Politics, Politics, Politics

A nurse at one of the largest hospital systems in the nation who sparked an internal investigation after posting a controversial tweet reportedly "is no longer an employee" at Indiana University Health.

Taiyesha Baker, a nurse at the hospital, allegedly posted a tweet Friday under the account "Night Nurse," saying that white women are raising sons who are "rapists," "racists" and "killers."

In a statement Sunday, a spokesperson for the hospital said "A recently hired IU Health employee tied to troubling posts on social media this weekend is no longer an employee of IU Health," Fox 59 reported.

"Every white woman raises a detriment to society when they raise a *******. Someone with the HIGHEST propensity to be a terrorist, *******, racist, killer, and domestic violence all star. Historically every ******* you had should be sacrificed to the wolves b___," the tweet read.
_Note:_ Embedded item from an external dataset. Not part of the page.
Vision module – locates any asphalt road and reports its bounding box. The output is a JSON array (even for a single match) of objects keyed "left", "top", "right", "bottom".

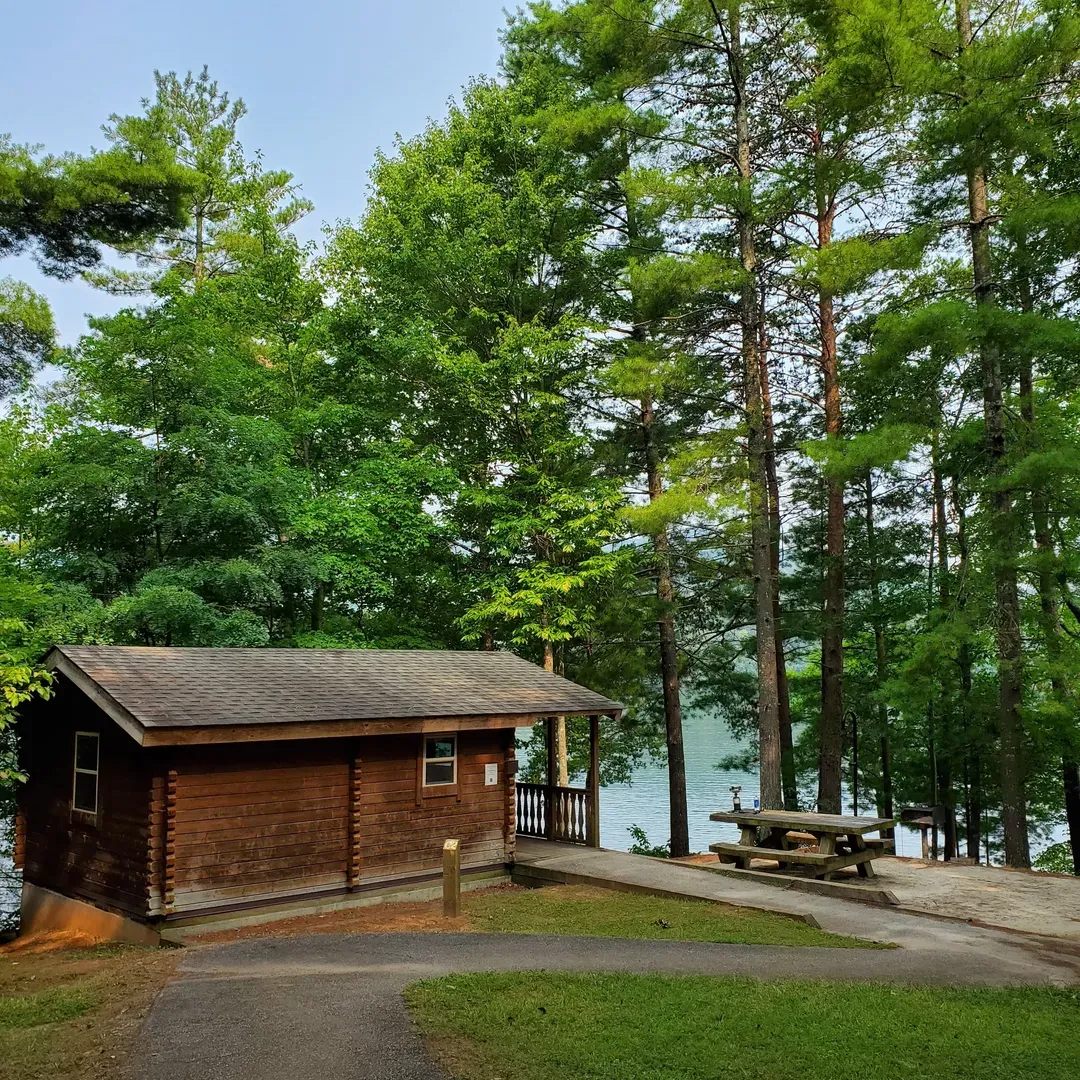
[{"left": 131, "top": 933, "right": 1080, "bottom": 1080}]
http://www.foxnews.com/health/2017/...o-are-rapists-and-killers-sparking-probe.html
 
Republicans' next poisonous priority
....Yes, this tax cut bill has been their priority for a long, long time. They just needed a president as greedy as the party, itself, to pass their plan. This is not even "trickle down" anymore ... its cutting taxes for the corporations & wealthiest Americans on the backs of the poor & middleclass ... period. Why even try to cover it up? And many Democrats in congress "gasp" aloud in 'fake surprise' but they know the cuts are for THEM as well; they'll do nothing but put on a fake surprise and let Republicans take the blame. The entitlement cuts to offset the revenue losses are coming from lots of areas the middleclass depend on just to keep themselves IN the middleclass of productivity. And NOW they are even looking at the mortgage interest deduction, large health care expenses, etc.
....The Republicans see the 'handwriting on the wall' for upcoming elections which is why they're wanting to make as many of these tax cuts permanent as they can; they know they won't get another chance for at least a couple election cycles; they're fighting off court orders to un-gerrymander their districts HERE in NC ... 3 times federal judges have told them to un-gerrymander the 23 districts they totally screwed up ... and 3 times the Republicans here just keep tossing out excuses and fake fixes. Voters here in NC are furious now as they cut Medicare, Medicaid, public school fundings, funds for infrastructure, etc.
 
And many Democrats in congress "gasp" aloud in 'fake surprise'

not really a lot they can do right now anyway

and the right thinking they are saving their ass's on this tax deal....seems to me they might be cutting their own throats....some of those cuts may not hurt this year.....but certainly will by next Pres election time rolls around!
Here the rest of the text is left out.